The book also uncovered the third term plot executed to get former President Olusegun Obasanjo another four-year tenure in office by amending the 1999 Constitution to remove the two-term limit and how the former president worked to undermine the chances of the then acting President Goodluck Jonathan in being elected president in the 2011 general election.
Despite his serial denials that he was not interested in tenure extension, the book noted that Obasanjo actively worked behind the scene for a third term agenda that would have made him spend 12 years in power.
El-Rufai, a key member of Obasanjo's inner cabinet, in the book detailing his experience in government, revealed how the idea of the third term agenda came about and the manoeuvrings by both the supporters and the antagonists of the plot.
el-Rufai, who was the Director-General of the Bureau of Public Enterprises (BPE) before he was appointed minister during Obasanjo's second term, in the book also revealed the scheming by top government officials as well as their friends and associates in cornering the nation's patrimony during the privatisation of public enterprises under his watch.
The book, which he described as neither his autobiography nor a memoir, uncovers the shenanigans of those entrusted with the nation's resources and why corruption thrives in the public sector.
It also detailed the emergence of Yar'Adua and his Bayelsa State counterpart, Dr. Goodluck Jonathan, as Obasanjo's successor and deputy respectively, and how the former president's plan turned awry as he and Yar'Adua fell out. As such, he was in constant fear that his successor could order his arrest to answer for his stewardship.

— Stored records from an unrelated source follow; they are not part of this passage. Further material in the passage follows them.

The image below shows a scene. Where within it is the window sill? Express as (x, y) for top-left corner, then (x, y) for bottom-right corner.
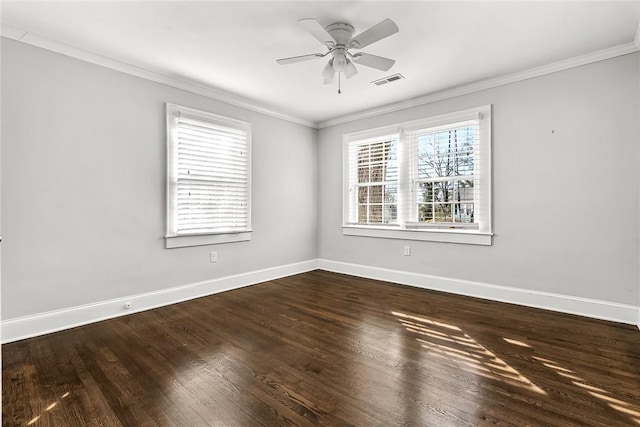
(342, 225), (493, 246)
(165, 231), (251, 249)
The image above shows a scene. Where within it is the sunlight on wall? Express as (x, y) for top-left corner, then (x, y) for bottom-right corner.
(391, 311), (547, 394)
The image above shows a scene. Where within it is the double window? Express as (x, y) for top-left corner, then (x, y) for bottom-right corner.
(166, 104), (251, 247)
(343, 106), (491, 244)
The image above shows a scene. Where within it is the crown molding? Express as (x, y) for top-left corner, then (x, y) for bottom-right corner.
(0, 24), (27, 41)
(317, 41), (640, 129)
(0, 23), (640, 129)
(0, 24), (317, 128)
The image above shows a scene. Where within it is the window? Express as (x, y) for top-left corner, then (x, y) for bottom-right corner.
(166, 104), (251, 248)
(343, 105), (492, 245)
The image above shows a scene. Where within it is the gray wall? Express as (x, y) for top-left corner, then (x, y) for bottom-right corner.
(1, 39), (640, 320)
(318, 54), (640, 304)
(1, 38), (317, 319)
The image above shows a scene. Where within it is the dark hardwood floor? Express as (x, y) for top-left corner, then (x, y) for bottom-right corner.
(2, 271), (640, 427)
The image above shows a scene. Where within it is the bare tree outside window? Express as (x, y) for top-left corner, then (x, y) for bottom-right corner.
(416, 125), (478, 223)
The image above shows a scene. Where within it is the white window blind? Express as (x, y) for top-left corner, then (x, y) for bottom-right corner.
(167, 104), (251, 237)
(348, 135), (398, 224)
(343, 105), (492, 245)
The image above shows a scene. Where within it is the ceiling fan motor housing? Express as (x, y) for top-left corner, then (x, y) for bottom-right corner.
(325, 23), (355, 46)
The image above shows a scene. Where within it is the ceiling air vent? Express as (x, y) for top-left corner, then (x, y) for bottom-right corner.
(371, 74), (404, 86)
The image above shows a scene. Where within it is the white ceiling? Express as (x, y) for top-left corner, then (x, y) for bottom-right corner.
(0, 1), (640, 123)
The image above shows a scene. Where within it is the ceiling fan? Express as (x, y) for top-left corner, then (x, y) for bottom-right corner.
(276, 18), (399, 93)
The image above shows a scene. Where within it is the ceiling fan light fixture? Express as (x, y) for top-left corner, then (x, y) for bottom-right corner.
(332, 50), (347, 73)
(322, 59), (336, 84)
(344, 59), (358, 79)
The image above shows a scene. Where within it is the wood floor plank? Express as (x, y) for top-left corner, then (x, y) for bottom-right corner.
(2, 271), (640, 427)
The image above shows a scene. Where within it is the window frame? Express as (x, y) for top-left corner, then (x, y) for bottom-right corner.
(165, 103), (252, 249)
(342, 105), (493, 245)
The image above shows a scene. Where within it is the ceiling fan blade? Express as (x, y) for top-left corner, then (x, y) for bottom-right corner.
(344, 60), (358, 79)
(322, 58), (336, 85)
(276, 53), (324, 65)
(353, 53), (396, 71)
(349, 18), (399, 49)
(298, 18), (336, 46)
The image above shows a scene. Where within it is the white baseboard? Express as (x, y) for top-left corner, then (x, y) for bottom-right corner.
(0, 259), (640, 344)
(318, 259), (640, 328)
(0, 259), (317, 344)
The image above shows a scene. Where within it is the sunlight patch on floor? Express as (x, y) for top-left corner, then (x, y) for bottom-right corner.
(391, 311), (546, 394)
(533, 356), (640, 424)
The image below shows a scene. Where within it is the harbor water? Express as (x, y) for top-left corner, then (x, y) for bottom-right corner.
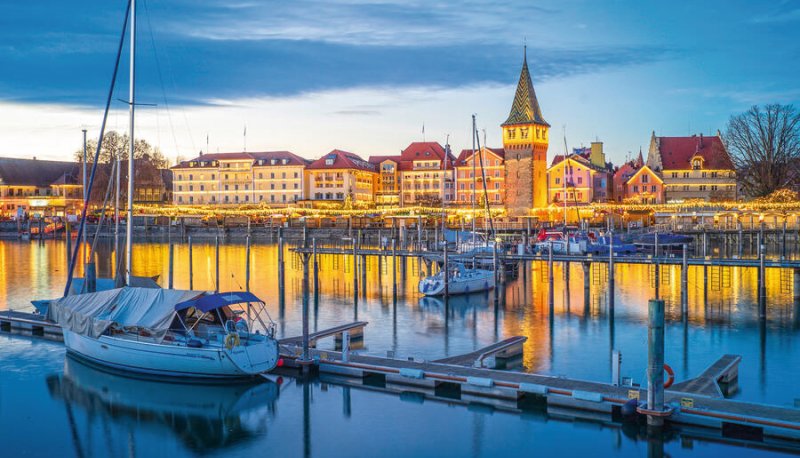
(0, 240), (800, 456)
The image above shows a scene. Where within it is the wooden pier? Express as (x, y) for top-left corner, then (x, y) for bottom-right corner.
(282, 346), (800, 443)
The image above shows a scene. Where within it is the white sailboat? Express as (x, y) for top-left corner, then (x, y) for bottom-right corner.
(419, 263), (495, 296)
(43, 0), (279, 378)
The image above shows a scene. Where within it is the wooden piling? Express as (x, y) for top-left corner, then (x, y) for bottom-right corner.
(392, 238), (397, 302)
(168, 241), (175, 289)
(187, 235), (194, 290)
(278, 227), (286, 307)
(244, 234), (250, 292)
(353, 239), (358, 302)
(547, 241), (555, 310)
(214, 235), (219, 292)
(681, 247), (689, 317)
(758, 244), (767, 320)
(647, 299), (664, 426)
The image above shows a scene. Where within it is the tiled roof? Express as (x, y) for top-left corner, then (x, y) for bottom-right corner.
(172, 151), (309, 169)
(367, 156), (400, 165)
(306, 149), (378, 172)
(456, 148), (506, 167)
(503, 50), (550, 127)
(0, 157), (79, 188)
(658, 135), (734, 170)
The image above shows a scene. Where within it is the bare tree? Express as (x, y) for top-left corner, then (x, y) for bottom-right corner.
(75, 131), (169, 204)
(723, 104), (800, 197)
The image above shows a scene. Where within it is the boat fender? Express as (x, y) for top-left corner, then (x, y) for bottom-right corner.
(225, 333), (239, 350)
(664, 364), (675, 390)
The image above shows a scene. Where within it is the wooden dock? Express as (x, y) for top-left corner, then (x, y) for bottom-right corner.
(0, 310), (64, 341)
(671, 355), (742, 398)
(433, 336), (528, 369)
(282, 346), (800, 442)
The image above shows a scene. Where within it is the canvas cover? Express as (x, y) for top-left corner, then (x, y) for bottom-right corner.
(47, 286), (204, 340)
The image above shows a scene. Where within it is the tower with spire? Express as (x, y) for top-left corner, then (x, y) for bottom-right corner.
(501, 46), (550, 216)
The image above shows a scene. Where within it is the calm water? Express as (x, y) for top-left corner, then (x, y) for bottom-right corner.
(0, 241), (800, 456)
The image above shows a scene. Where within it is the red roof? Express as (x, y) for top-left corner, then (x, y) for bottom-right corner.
(369, 156), (400, 165)
(398, 142), (455, 170)
(172, 151), (308, 169)
(456, 148), (506, 166)
(306, 149), (377, 172)
(658, 135), (734, 170)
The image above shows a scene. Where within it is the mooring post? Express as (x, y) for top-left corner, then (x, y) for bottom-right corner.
(681, 243), (689, 317)
(581, 261), (592, 312)
(442, 245), (450, 298)
(84, 259), (97, 293)
(64, 217), (72, 265)
(608, 232), (614, 308)
(187, 235), (194, 290)
(547, 240), (555, 317)
(278, 227), (286, 307)
(244, 234), (250, 292)
(647, 299), (664, 426)
(169, 240), (175, 289)
(781, 217), (786, 259)
(758, 244), (767, 320)
(392, 238), (397, 302)
(311, 237), (319, 297)
(417, 215), (422, 251)
(353, 239), (358, 302)
(214, 235), (219, 292)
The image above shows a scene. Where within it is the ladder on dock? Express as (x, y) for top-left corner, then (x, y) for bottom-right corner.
(433, 336), (528, 369)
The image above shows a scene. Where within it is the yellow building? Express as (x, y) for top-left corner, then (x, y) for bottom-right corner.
(502, 52), (550, 216)
(0, 158), (83, 217)
(305, 150), (378, 203)
(172, 151), (306, 206)
(456, 147), (506, 206)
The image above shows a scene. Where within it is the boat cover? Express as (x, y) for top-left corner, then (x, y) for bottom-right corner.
(47, 286), (205, 340)
(175, 291), (263, 313)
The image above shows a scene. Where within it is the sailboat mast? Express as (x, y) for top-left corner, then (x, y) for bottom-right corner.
(125, 0), (136, 285)
(472, 114), (477, 247)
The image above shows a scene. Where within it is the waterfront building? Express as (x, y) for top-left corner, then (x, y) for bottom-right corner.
(172, 151), (307, 206)
(502, 52), (550, 216)
(0, 157), (83, 217)
(455, 147), (506, 206)
(398, 142), (455, 207)
(369, 156), (400, 207)
(647, 132), (737, 202)
(305, 150), (379, 203)
(547, 142), (612, 206)
(611, 151), (644, 202)
(624, 165), (664, 204)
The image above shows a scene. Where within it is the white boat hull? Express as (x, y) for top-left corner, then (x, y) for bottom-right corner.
(64, 329), (278, 378)
(419, 271), (495, 296)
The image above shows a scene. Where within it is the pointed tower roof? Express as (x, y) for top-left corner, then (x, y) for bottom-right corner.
(503, 46), (550, 127)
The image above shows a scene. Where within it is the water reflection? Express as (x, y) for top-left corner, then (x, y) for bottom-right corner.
(46, 356), (279, 456)
(0, 239), (800, 404)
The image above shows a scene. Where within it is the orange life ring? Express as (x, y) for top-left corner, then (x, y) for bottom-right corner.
(664, 364), (675, 390)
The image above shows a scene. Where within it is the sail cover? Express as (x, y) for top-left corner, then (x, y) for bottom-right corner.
(47, 286), (204, 339)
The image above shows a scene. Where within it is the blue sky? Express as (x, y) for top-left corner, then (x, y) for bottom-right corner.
(0, 0), (800, 165)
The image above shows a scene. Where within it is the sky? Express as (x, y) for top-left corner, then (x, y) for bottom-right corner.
(0, 0), (800, 163)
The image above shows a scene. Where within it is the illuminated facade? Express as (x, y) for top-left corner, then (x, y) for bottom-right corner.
(172, 151), (306, 206)
(456, 148), (506, 206)
(502, 48), (550, 216)
(647, 132), (736, 202)
(0, 158), (83, 217)
(305, 150), (378, 203)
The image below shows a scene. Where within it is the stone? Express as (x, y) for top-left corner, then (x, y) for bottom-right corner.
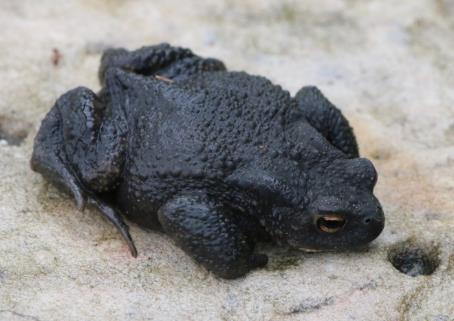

In recounting the meeting between Yar'Adua and the unnamed emir, el-Rufai wrote: "On his way out, the emir was ambushed by Turai who wanted to know if Yar'Adua had included her on the list of potential successors.
"The emir was a little shocked, but went on to confirm that. Turai thanked him and suggested that she was the only person that could be trusted with Umaru's legacy, as the mother of his children."
On the third term plot, el-Rufai wrote that Obasanjo while denying that he was interested in tenure extension to others, had another group working for the actualisation of the agenda and who periodically briefed him on developments.
It was a grand plot, with foot soldiers such as former Chairman, Peoples Democratic Party (PDP) Board of Trustees (BoT), Chief Tony Anenih; former PDP National Chairman, Dr. Ahmadu Ali; former PDP National Secretary, Chief Ojo Maduekwe; former Deputy Senate President, Ibrahim Mantu; and Dr. Dalhatu Sarki Tafida, ready to do the dirty work.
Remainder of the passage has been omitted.